Hydrophobic aerogel-modified hemostatic gauze with thermal management performance

Affiliations

Hydrophobic aerogel-modified hemostatic gauze with thermal management performance

Xiaoli Jia et al. Bioact Mater. .

Abstract

Current hemostatic agents or dressings are not efficient under extremely hot and cold environments due to deterioration of active ingredients, water evaporation and ice crystal growth. To address these challenges, we engineered a biocompatible hemostatic system with thermoregulatory properties for harsh conditions by combining the asymmetric wetting nano-silica aerogel coated-gauze (AWNSA@G) with a layer-by-layer (LBL) structure. Our AWNSA@G was a dressing with a tunable wettability prepared by spraying the hydrophobic nano-silica aerogel onto the gauze from different distances. The hemostatic time and blood loss of the AWNSA@G were 5.1 and 6.9 times lower than normal gauze in rat's injured femoral artery model.

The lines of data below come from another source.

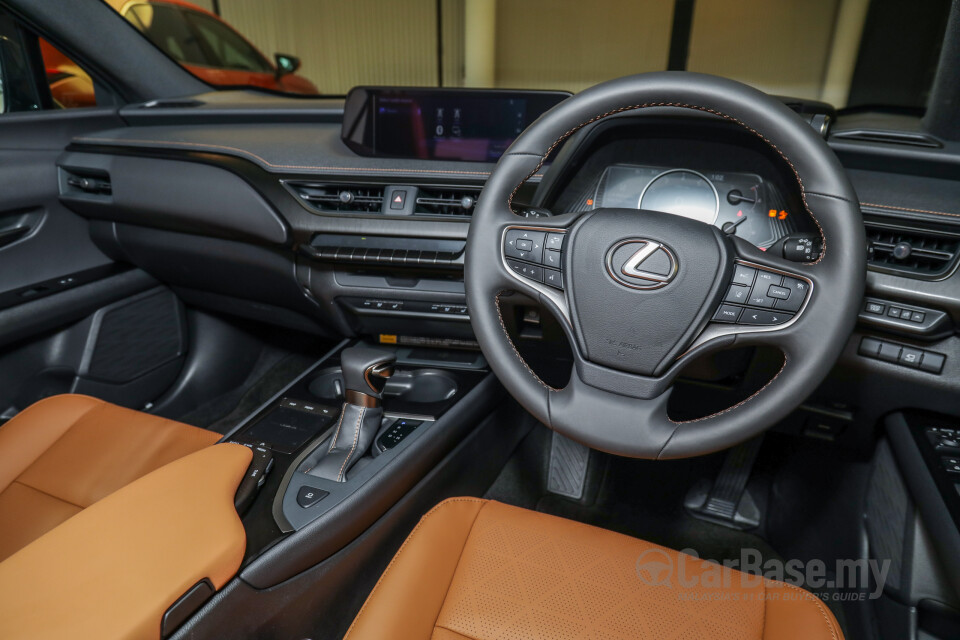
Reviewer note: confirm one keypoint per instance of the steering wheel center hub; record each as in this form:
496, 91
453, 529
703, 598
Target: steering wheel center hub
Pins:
642, 284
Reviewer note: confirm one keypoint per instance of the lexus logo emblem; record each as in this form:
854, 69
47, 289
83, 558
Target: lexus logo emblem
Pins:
642, 264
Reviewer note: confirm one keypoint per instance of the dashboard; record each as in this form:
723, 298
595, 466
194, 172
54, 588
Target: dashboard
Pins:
740, 203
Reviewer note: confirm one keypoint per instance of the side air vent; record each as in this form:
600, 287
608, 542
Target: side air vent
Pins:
339, 198
913, 252
904, 138
441, 201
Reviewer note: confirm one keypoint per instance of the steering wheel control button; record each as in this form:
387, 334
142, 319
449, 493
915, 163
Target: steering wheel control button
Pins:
552, 259
529, 271
744, 275
762, 317
778, 292
738, 293
524, 244
727, 313
798, 293
767, 278
553, 278
309, 496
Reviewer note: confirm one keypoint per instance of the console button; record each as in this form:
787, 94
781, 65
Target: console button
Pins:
524, 244
529, 271
743, 275
737, 293
553, 278
932, 362
910, 357
554, 241
552, 259
766, 278
798, 293
762, 317
870, 347
309, 496
889, 352
727, 313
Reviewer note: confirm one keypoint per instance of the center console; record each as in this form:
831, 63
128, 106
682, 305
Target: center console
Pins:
293, 434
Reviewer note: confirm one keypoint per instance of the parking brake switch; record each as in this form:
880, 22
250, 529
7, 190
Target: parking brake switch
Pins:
255, 477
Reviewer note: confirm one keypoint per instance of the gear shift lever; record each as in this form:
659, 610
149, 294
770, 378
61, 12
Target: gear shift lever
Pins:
365, 372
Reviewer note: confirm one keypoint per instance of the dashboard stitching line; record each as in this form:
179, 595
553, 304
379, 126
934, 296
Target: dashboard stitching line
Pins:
127, 141
720, 114
496, 304
893, 207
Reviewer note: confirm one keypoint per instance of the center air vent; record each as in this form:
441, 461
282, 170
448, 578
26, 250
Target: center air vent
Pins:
339, 198
442, 201
913, 252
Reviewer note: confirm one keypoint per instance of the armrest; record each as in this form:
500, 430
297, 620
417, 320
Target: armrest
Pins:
112, 570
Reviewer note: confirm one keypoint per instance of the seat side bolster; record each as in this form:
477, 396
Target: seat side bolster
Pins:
409, 595
795, 614
32, 431
112, 570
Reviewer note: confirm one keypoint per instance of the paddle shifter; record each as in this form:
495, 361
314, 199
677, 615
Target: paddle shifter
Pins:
365, 372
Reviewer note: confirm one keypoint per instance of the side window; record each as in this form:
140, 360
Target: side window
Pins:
230, 49
165, 27
70, 86
35, 76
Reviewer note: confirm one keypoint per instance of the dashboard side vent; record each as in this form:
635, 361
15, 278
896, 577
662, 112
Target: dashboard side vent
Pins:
339, 198
913, 252
443, 201
904, 138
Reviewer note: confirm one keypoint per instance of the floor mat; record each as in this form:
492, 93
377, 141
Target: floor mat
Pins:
272, 372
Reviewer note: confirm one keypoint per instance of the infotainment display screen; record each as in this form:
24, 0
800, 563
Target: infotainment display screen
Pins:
440, 124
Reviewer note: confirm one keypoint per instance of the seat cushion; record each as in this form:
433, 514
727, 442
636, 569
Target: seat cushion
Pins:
482, 570
64, 453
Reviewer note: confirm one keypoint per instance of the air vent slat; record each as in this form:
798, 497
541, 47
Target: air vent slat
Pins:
442, 201
339, 198
913, 252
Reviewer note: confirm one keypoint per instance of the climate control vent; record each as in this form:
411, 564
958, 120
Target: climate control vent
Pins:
339, 198
443, 201
914, 252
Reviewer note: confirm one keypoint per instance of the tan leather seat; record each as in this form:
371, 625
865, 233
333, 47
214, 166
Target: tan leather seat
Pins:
479, 570
108, 516
64, 453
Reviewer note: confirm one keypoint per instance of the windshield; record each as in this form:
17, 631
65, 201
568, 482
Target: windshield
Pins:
849, 53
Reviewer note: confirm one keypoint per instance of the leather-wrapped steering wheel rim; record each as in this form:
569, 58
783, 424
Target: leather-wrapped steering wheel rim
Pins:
622, 409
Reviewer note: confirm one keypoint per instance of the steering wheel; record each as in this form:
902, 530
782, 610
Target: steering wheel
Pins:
640, 294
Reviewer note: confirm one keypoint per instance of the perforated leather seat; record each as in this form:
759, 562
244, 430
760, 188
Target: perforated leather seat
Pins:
64, 453
480, 570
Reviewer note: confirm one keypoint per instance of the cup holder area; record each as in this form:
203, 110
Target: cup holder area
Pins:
417, 386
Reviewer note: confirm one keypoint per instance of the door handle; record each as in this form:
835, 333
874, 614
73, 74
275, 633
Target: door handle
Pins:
12, 234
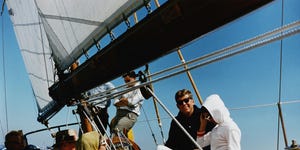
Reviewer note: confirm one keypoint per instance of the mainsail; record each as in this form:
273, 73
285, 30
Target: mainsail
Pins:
54, 34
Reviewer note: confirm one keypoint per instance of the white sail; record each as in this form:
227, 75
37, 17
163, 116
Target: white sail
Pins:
72, 26
34, 48
53, 34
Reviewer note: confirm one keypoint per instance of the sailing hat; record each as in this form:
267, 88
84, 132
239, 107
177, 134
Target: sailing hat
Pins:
69, 135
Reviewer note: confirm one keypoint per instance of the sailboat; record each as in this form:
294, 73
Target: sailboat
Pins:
52, 35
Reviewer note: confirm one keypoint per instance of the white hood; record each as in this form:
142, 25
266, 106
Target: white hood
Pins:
216, 108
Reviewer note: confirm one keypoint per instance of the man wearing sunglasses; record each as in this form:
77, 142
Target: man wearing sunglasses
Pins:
189, 118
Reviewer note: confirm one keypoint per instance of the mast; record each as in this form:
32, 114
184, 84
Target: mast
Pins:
174, 17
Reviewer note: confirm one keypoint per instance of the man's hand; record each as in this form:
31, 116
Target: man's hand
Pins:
123, 102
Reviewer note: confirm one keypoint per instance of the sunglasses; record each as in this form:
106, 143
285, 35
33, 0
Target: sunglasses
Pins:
186, 100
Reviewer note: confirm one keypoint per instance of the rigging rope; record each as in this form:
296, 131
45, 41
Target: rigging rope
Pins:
4, 73
244, 46
280, 116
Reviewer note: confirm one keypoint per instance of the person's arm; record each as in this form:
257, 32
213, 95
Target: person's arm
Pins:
203, 139
172, 138
233, 137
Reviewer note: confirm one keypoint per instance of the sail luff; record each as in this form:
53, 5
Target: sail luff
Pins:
71, 31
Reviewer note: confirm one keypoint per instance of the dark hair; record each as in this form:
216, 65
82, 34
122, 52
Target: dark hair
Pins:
130, 74
14, 133
183, 92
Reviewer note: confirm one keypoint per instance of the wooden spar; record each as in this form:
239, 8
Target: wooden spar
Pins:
190, 77
161, 32
282, 125
151, 85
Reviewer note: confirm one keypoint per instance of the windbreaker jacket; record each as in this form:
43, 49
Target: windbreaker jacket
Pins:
226, 135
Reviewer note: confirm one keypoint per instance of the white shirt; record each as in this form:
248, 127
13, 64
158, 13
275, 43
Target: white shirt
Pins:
226, 135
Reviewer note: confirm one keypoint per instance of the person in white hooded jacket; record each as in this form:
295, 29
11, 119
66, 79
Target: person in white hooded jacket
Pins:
226, 135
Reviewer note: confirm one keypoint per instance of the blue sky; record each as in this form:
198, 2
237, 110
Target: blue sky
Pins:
248, 79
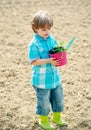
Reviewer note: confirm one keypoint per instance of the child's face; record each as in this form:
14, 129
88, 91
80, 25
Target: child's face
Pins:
43, 32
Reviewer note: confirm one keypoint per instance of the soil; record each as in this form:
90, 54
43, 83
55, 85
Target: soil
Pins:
72, 18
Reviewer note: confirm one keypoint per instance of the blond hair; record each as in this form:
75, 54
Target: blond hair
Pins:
41, 20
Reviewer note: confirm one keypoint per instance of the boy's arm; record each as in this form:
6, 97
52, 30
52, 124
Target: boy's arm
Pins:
45, 61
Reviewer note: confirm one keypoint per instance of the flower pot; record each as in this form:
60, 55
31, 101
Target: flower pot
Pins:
61, 56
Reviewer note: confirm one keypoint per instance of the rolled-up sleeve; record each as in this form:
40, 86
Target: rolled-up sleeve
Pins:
33, 53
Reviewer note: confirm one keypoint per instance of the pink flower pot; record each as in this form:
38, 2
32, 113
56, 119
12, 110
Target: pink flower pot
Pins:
62, 56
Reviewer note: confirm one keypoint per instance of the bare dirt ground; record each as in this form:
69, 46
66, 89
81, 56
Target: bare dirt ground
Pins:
72, 18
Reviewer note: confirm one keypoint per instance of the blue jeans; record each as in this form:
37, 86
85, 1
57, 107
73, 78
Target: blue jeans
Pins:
49, 98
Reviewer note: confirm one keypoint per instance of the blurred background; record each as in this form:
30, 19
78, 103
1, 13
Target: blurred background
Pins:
72, 18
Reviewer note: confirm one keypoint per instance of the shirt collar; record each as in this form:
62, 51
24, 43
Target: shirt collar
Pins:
40, 38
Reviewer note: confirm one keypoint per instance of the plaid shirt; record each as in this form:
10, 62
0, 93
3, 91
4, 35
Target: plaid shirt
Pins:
43, 76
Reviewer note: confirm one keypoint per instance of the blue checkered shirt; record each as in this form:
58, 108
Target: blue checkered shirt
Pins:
43, 76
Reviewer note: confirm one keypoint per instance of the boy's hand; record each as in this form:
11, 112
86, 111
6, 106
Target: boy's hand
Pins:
54, 61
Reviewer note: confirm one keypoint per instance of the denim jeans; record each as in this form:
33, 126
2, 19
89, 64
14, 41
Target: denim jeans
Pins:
49, 98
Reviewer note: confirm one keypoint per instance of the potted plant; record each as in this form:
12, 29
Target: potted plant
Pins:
60, 52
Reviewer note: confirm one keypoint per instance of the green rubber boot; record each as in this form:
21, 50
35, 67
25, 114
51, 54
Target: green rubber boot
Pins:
44, 123
57, 118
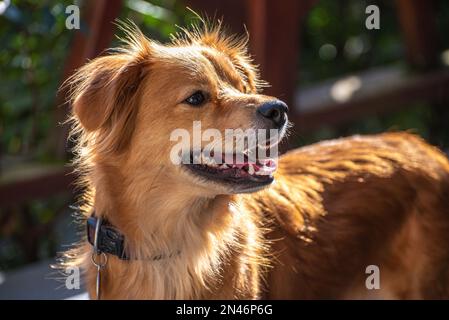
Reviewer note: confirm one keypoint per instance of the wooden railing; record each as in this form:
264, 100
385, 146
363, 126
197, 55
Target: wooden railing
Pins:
275, 29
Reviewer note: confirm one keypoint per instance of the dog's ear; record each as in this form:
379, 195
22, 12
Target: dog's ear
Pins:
104, 91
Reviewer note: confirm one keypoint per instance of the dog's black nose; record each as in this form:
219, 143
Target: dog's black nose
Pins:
275, 111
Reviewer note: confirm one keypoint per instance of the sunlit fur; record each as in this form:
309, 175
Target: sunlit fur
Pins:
335, 207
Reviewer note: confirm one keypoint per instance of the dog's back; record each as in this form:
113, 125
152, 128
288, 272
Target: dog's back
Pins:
344, 207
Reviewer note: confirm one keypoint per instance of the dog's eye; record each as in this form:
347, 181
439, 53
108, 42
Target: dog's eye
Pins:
196, 99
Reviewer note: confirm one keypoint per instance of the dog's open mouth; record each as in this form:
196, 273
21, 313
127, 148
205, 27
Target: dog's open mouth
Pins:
240, 171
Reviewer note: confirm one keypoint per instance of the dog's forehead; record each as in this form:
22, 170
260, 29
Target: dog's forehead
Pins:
201, 60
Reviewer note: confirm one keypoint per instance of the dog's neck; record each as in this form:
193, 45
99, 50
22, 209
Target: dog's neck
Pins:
209, 232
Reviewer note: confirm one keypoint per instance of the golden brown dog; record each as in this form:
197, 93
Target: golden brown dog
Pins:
334, 209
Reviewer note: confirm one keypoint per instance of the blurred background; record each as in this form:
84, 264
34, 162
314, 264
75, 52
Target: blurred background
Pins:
338, 77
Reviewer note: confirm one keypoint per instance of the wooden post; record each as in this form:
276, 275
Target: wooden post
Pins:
417, 20
87, 43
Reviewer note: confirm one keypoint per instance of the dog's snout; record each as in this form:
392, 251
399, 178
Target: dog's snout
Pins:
275, 110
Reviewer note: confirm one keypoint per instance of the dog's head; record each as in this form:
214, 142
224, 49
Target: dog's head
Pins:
189, 112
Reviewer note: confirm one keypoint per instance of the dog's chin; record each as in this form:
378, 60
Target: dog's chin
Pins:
230, 181
233, 178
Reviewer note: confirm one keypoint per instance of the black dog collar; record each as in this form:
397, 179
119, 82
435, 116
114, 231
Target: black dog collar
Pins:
111, 241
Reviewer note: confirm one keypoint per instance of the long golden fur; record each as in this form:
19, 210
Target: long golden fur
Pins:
335, 207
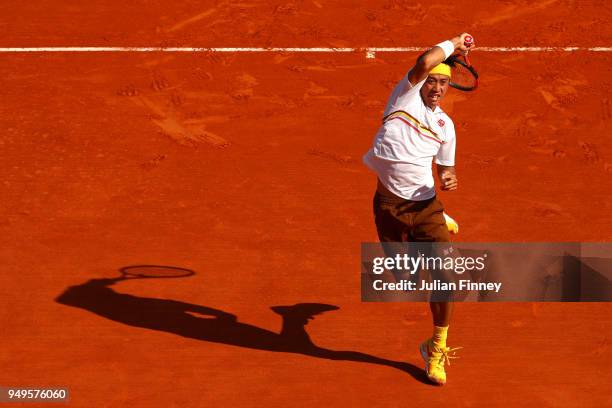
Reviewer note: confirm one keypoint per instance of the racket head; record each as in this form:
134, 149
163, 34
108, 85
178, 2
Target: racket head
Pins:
463, 75
155, 271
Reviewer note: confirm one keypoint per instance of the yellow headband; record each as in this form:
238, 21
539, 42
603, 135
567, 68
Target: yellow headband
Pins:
441, 69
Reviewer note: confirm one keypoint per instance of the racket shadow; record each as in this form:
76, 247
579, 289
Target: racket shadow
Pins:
214, 325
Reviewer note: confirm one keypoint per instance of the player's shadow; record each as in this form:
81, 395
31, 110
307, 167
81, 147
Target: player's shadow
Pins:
208, 324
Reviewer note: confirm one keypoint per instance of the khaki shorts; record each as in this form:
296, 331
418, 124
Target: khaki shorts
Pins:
400, 220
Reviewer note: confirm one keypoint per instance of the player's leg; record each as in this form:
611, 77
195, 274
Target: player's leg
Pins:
430, 226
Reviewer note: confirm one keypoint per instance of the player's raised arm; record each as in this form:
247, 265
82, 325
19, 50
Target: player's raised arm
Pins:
436, 55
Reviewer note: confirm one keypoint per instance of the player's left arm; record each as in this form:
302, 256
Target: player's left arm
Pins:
448, 177
445, 160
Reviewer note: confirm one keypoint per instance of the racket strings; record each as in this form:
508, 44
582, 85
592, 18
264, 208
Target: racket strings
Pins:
462, 76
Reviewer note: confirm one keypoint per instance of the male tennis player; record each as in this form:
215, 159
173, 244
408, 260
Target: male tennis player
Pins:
415, 130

Moreover, the modified gauze was torn off after hemostasis without rebleeding, approximately 23.8 times of peak peeling force lower than normal gauze. For the LBL structure, consisting of the nano-silica aerogel layer and a n-octadecane phase change material layer, in both hot (70 °C) and cold (-27 °C) environments, exhibited dual-functional thermal management and maintained a stable internal temperature. We further verified our composite presented superior blood coagulation effect in extreme environments due to the LBL structure, the pro-coagulant properties of nano-silica aerogel and unidirectional fluid pumping of AWNSA@G. Our work, therefore, shows great hemostasis potential under normal and extreme temperature environments.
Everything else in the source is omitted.